The Centers for Disease Control report that obesity in children and adolescents has increased by over 100% in the past 30 years. In the last survey, nearly one third of American children under 18 are obese, putting them at risk of chronic health issues later in life, including diabetes, cardiovascular diseases, and bone and joint conditions. Obesity also often negatively impacts mental health, affecting self-esteem and leading to depression, anxiety, and isolation.
Studies have shown that obese children experience more issues related to the development of their bones and muscles than children of lower weights do.
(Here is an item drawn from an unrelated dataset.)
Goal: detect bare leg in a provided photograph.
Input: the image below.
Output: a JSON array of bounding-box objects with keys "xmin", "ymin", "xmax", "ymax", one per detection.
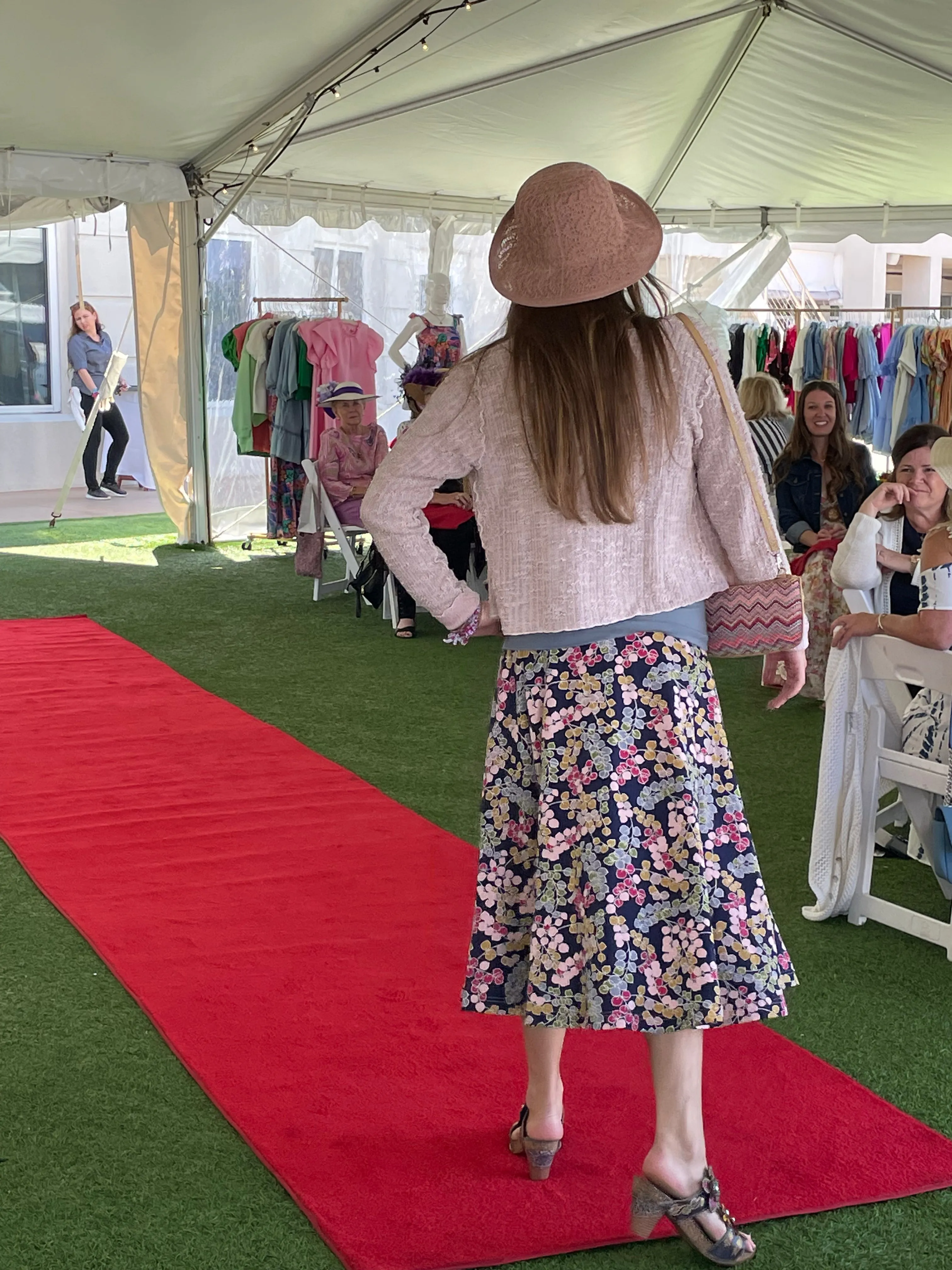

Excess weight stresses the bones, tendons and ligaments of their feet, ankles, and lower legs, creating tissue damage and discomfort. Further, the feet of obese children tend to be flatter, longer and wider than those of their non-obese peers. Consequently, they are more likely to experience neck, back, hip, knee, ankle, and foot pain, and they are at increased risk for a wide range of podiatric issues.
Possible problems to be aware of include:
Foot and Ankle Injuries: When children eat poorly and fail to exercise, bones can become brittle. Their bones are likely to be weakened because of the inactivity that causes, and is caused by, obesity. This means that, counter-intuitively, overweight children who are sedentary are more likely to experience a fracture than their more active peers. The constant stress their weight puts on their bones makes it more likely for a sprain or fracture to occur.
Blount’s Disease: Overweight or obese children may present with bowed legs and improper ankle growth as a result of Blount’s Disease. The stress of carrying extra weight can cause these deformities to occur starting from when children are young.
Growth Plate Issues: The heel bone isn’t fully developed until age fourteen. As your child grows, stress and muscle strain from extra weight can cause inflammation of the heel’s growth plate. This condition is called Sever’s disease. It can cause heel pain and walking may become painful. Further, a child with the condition can be susceptible to stress fractures in the heel bone. Slipped capital femoral epiphysis (SCFE) occurs when there is a weakness of the growth plate at the thigh joint. The bones that join at the hip and thigh slip out of alignment and development can be affected. There is joint pain and in severe cases, inability to bear any weight on the affected leg.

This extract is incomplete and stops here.